Hardware currently supported

Quick Documentation

optickatest.m is a minimal example showing a simple script-based method of constants (MOC) experiment with 11 different animated stimuli varying across angle, contrast and orientation. Read the Matlab-generated documentation here: optickatest.m Report. More complex behavioural control (gaze-contingent experiments with variable logic per trial) utilises a state machine, see optickaBehaviourTest.m Report. You can see examples of stateMachine control files in the CoreProtocols folder.

There is auto-generated class documentation here: Opticka Class Docs, that details the major classes and their methods and properties. This is generated from the comments in the code, which as always could be improved…

Basic Install Instructions

Opticka prefers the latest Psychophysics Toolbox (V3.0.17+) and at least MATLAB 2017a (it uses object-oriented property validation introduced in that version). It has been tested on 64bit Ubuntu 20.04 & macOS 12.x with MATLAB 2021b (newer versions are generally faster). You can simply download the GitHub ZIP File, unzip and CD to the folder and run addOptickaToPath.m. Or to keep easily up-to-date if you have git installed, clone this Github repo, CD to the folder then run addOptickaToPath.m.

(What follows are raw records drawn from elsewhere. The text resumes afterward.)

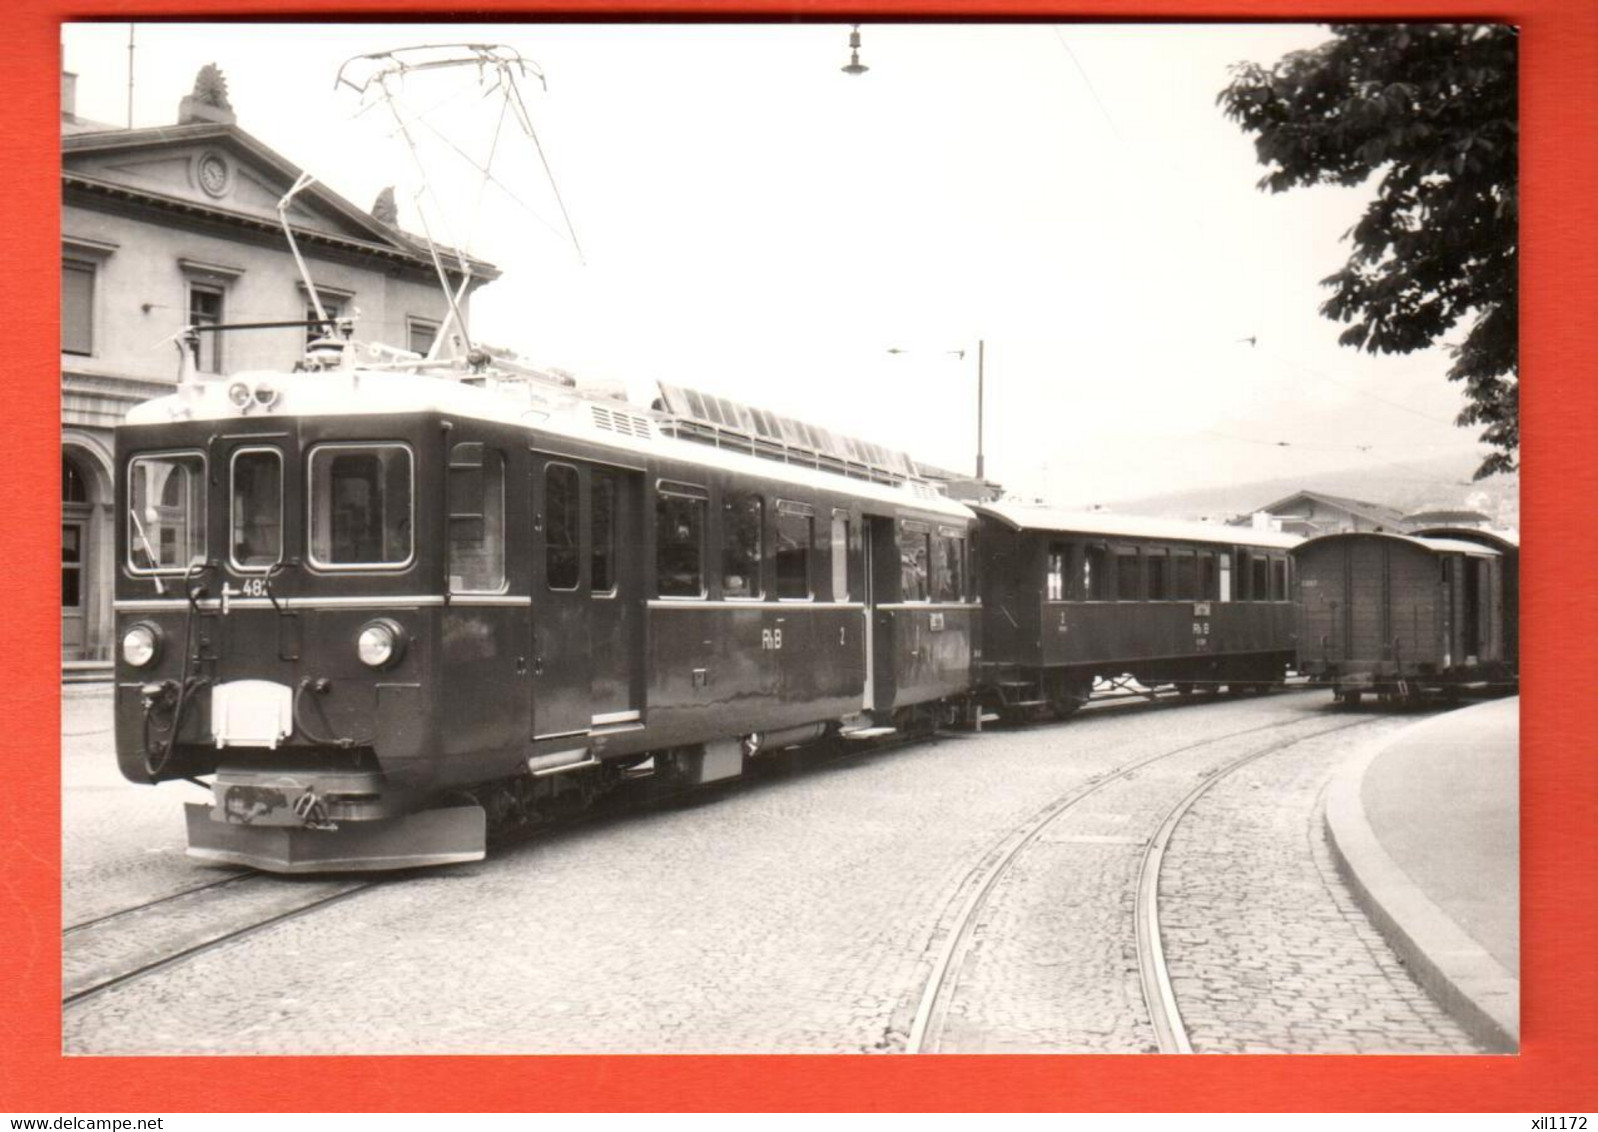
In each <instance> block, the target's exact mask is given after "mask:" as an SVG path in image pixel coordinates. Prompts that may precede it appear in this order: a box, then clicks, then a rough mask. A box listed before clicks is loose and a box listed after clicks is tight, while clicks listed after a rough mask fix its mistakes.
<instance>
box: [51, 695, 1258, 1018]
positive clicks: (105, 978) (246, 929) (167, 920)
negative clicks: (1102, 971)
mask: <svg viewBox="0 0 1598 1132" xmlns="http://www.w3.org/2000/svg"><path fill="white" fill-rule="evenodd" d="M1125 700H1138V702H1143V704H1144V705H1147V707H1165V705H1176V704H1181V702H1186V700H1181V699H1176V697H1175V696H1155V694H1151V692H1112V694H1109V696H1103V697H1098V696H1096V697H1095V704H1104V705H1106V707H1109V705H1111V704H1115V702H1125ZM1127 707H1131V705H1130V704H1127ZM1122 710H1125V708H1122ZM1280 726H1288V724H1270V727H1280ZM1237 734H1250V732H1237ZM1230 737H1234V735H1229V739H1230ZM928 740H933V742H935V740H936V732H930V734H919V732H917V734H903V735H893V737H890V739H880V740H876V742H873V743H871V745H869V747H868V748H860V747H852V745H849V743H847V742H844V740H837V742H834V743H831V745H828V747H825V748H821V750H813V751H810V753H809V755H807V756H805V758H804V764H805V766H807V767H812V769H813V767H818V766H825V764H828V763H833V761H839V759H845V758H850V756H852V755H863V753H866V750H871V751H876V753H884V751H890V750H895V748H900V747H906V745H912V743H920V742H928ZM1208 742H1221V740H1208ZM1202 745H1206V743H1195V745H1192V747H1202ZM1192 747H1186V748H1179V750H1191V748H1192ZM1175 753H1179V751H1167V753H1165V755H1160V756H1154V758H1151V759H1143V761H1139V763H1135V764H1131V766H1128V767H1122V769H1120V771H1117V772H1115V774H1114V775H1106V777H1104V779H1101V780H1098V782H1096V783H1093V785H1090V787H1088V788H1085V790H1083V791H1079V793H1077V795H1071V796H1067V799H1063V803H1055V804H1053V806H1051V807H1048V809H1047V811H1045V812H1043V814H1042V815H1039V817H1040V819H1042V820H1040V823H1039V825H1037V828H1036V830H1034V831H1032V835H1031V836H1036V833H1039V831H1042V828H1043V825H1047V823H1048V820H1053V817H1058V814H1061V812H1064V811H1066V809H1069V807H1071V806H1074V804H1075V803H1077V801H1080V799H1082V798H1085V796H1088V795H1091V793H1095V791H1096V790H1099V788H1103V787H1106V785H1109V783H1111V782H1114V780H1117V779H1123V777H1127V775H1128V774H1131V772H1135V771H1136V769H1138V767H1141V766H1147V764H1149V763H1152V761H1157V759H1159V758H1168V756H1171V755H1175ZM757 779H759V775H756V780H757ZM713 790H714V787H713ZM698 793H703V788H700V790H695V788H673V790H641V791H638V795H636V796H633V798H628V799H623V801H620V803H612V804H606V806H601V807H594V809H591V811H586V812H583V814H578V815H574V817H567V819H561V820H556V822H550V823H547V825H540V827H534V828H531V830H526V831H515V833H511V835H510V836H508V838H507V839H505V843H503V844H502V847H510V846H515V844H523V843H531V841H535V839H540V838H545V836H550V835H559V833H569V831H572V830H575V828H580V827H586V825H596V823H604V822H609V820H618V819H623V817H625V815H628V814H634V812H639V811H642V809H649V807H655V806H666V804H671V803H674V801H682V799H686V798H689V796H694V795H698ZM1037 820H1039V819H1034V822H1037ZM1031 836H1029V838H1023V843H1021V844H1018V846H1015V847H1013V849H1012V852H1010V857H1007V859H1005V862H1004V863H1002V865H1000V868H999V871H997V873H994V875H992V876H991V878H989V879H988V883H986V884H983V886H981V892H980V897H981V899H986V892H988V891H991V887H992V884H996V883H997V879H999V875H1002V871H1004V868H1007V867H1008V860H1012V859H1013V857H1015V855H1016V854H1018V852H1020V851H1021V849H1024V843H1026V841H1029V839H1031ZM385 883H392V879H390V878H371V876H363V878H316V876H275V875H268V873H254V871H249V873H233V875H229V876H222V878H217V879H211V881H206V883H203V884H195V886H190V887H185V889H181V891H177V892H171V894H166V895H161V897H157V899H152V900H147V902H144V903H139V905H133V907H129V908H120V910H117V911H110V913H105V915H101V916H94V918H91V919H83V921H78V923H75V924H69V926H66V927H64V929H62V932H61V934H62V974H61V985H62V1007H64V1009H66V1007H72V1006H77V1004H80V1002H85V1001H89V999H93V998H96V996H99V994H102V993H105V991H109V990H113V988H117V987H121V985H125V983H129V982H134V980H137V979H144V977H147V975H152V974H157V972H160V971H165V969H168V967H173V966H176V964H179V963H185V961H190V959H195V958H198V956H201V955H205V953H208V951H213V950H216V948H221V947H225V945H229V943H233V942H238V940H241V939H244V937H248V935H252V934H256V932H259V931H264V929H267V927H272V926H275V924H281V923H284V921H289V919H294V918H297V916H302V915H307V913H310V911H315V910H318V908H324V907H328V905H332V903H337V902H342V900H347V899H350V897H353V895H358V894H361V892H366V891H369V889H374V887H377V886H380V884H385ZM978 908H980V902H978V903H976V905H973V907H972V908H970V910H968V913H967V916H970V915H973V913H975V911H976V910H978ZM964 931H965V929H962V932H964ZM946 963H948V961H946V959H944V964H943V966H946ZM922 1030H924V1026H922Z"/></svg>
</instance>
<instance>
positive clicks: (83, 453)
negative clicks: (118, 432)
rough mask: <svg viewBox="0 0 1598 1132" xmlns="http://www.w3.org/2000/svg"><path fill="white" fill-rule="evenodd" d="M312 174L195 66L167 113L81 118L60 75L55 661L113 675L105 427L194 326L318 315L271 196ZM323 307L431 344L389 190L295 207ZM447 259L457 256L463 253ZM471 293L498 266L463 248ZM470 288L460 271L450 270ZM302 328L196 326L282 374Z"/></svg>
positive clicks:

Opticka currently works on Linux, macOS and Windows. The older LabJack U3/U6 interface currently only works under Linux and macOS; the LabJack T4/T7 does work cross-platform however. Linux is by far the best OS according the PTB developer Mario Kleiner, and receives the majority of development work from him, therefore it is strongly advised to use it for experiments. My experience is that Linux is much more robust and performant than macOS or Windows, and it is well worth the effort to use Linux for PTB experimental computers.

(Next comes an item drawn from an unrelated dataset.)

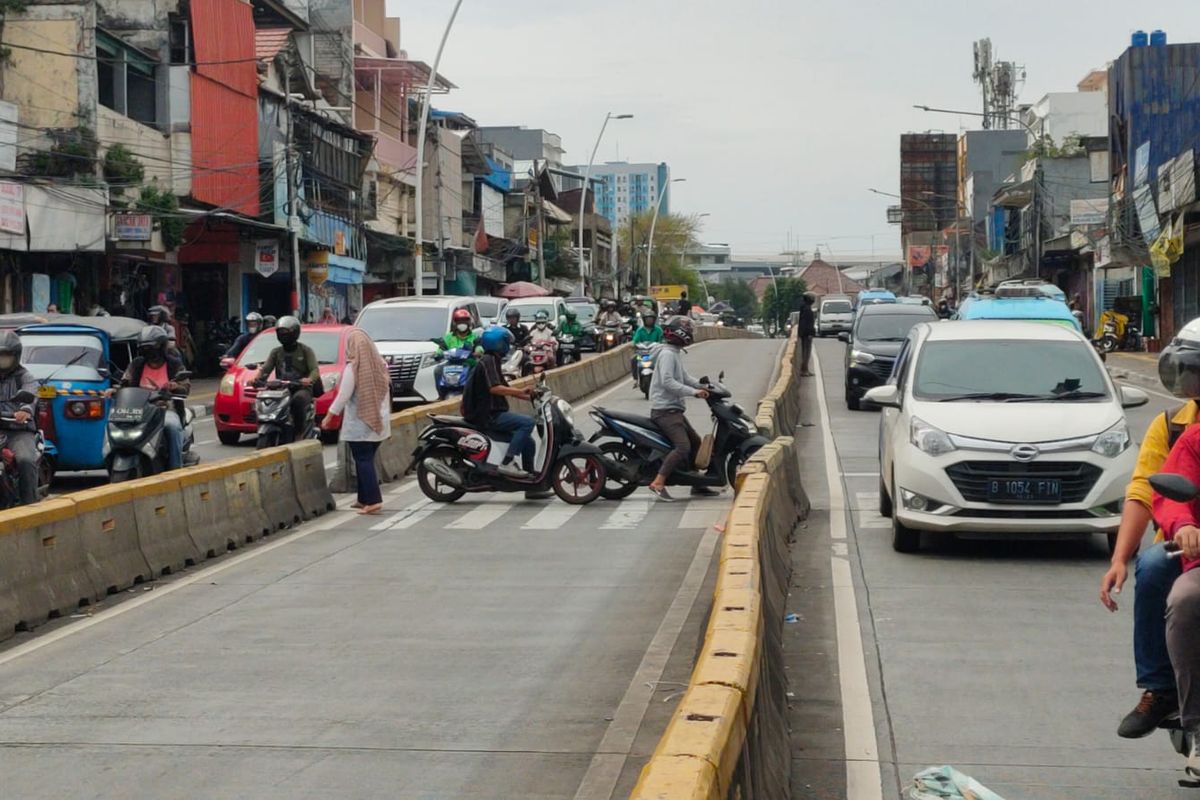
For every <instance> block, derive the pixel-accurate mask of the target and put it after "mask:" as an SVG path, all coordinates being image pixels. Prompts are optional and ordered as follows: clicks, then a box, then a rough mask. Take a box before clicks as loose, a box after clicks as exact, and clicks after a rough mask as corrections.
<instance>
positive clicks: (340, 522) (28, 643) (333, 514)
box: [0, 513, 347, 667]
mask: <svg viewBox="0 0 1200 800" xmlns="http://www.w3.org/2000/svg"><path fill="white" fill-rule="evenodd" d="M346 521H347V518H346V515H340V513H331V515H328V516H326V517H325V518H324V519H322V521H320V522H314V523H312V524H311V525H306V527H305V528H304V529H301V530H298V531H295V533H294V534H289V535H288V536H284V537H283V539H278V540H275V541H274V542H270V543H269V545H260V546H258V547H256V548H253V549H251V551H246V552H245V553H240V554H239V555H234V557H233V558H230V559H228V560H226V561H222V563H220V564H214V565H212V566H209V567H204V569H203V570H199V571H197V572H196V573H194V575H191V576H188V577H186V578H181V579H179V581H173V582H170V583H168V584H167V585H164V587H162V588H161V589H160V588H157V584H156V587H155V590H154V591H150V593H148V594H144V595H142V596H139V597H136V599H133V600H130V601H126V602H122V603H121V604H119V606H113V607H112V608H109V609H107V610H102V612H100V613H98V614H96V615H95V616H90V618H88V619H85V620H80V621H78V622H72V624H71V625H67V626H65V627H60V628H59V630H56V631H50V632H49V633H42V634H40V636H38V637H37V638H36V639H34V640H31V642H28V643H25V644H22V645H19V646H16V648H13V649H12V650H8V651H7V652H4V654H0V667H2V666H4V664H6V663H8V662H10V661H16V660H17V658H19V657H22V656H28V655H29V654H31V652H36V651H37V650H41V649H42V648H44V646H48V645H52V644H54V643H55V642H60V640H62V639H65V638H67V637H68V636H72V634H74V633H80V632H83V631H86V630H88V628H90V627H92V626H95V625H100V624H101V622H106V621H108V620H110V619H113V618H114V616H120V615H121V614H127V613H128V612H131V610H136V609H138V608H140V607H142V606H145V604H146V603H149V602H154V601H155V600H162V599H163V597H166V596H168V595H172V594H174V593H176V591H179V590H180V589H186V588H187V587H191V585H192V584H196V583H206V582H209V581H211V579H212V576H215V575H218V573H221V572H224V571H226V570H229V569H232V567H235V566H239V565H241V564H244V563H246V561H248V560H251V559H257V558H259V557H260V555H266V554H268V553H270V552H271V551H275V549H278V548H280V547H286V546H287V545H292V543H293V542H298V541H300V540H301V539H304V537H306V536H311V535H312V534H318V533H320V531H324V530H329V529H330V528H334V527H335V525H338V524H342V523H344V522H346Z"/></svg>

See Detailed instructions for full install details…

Features

Eye tracker control

Opticka supports both Eyelink and Tobii Pro eyetrackers. It does this by developing a unified API, so the same commands are used to manage either eyetracker, meaning you don’t need to change code. The API offers a lot of useful features for behavioural control:

Licence

Opticka is licenced under the LGPL3 open source licence.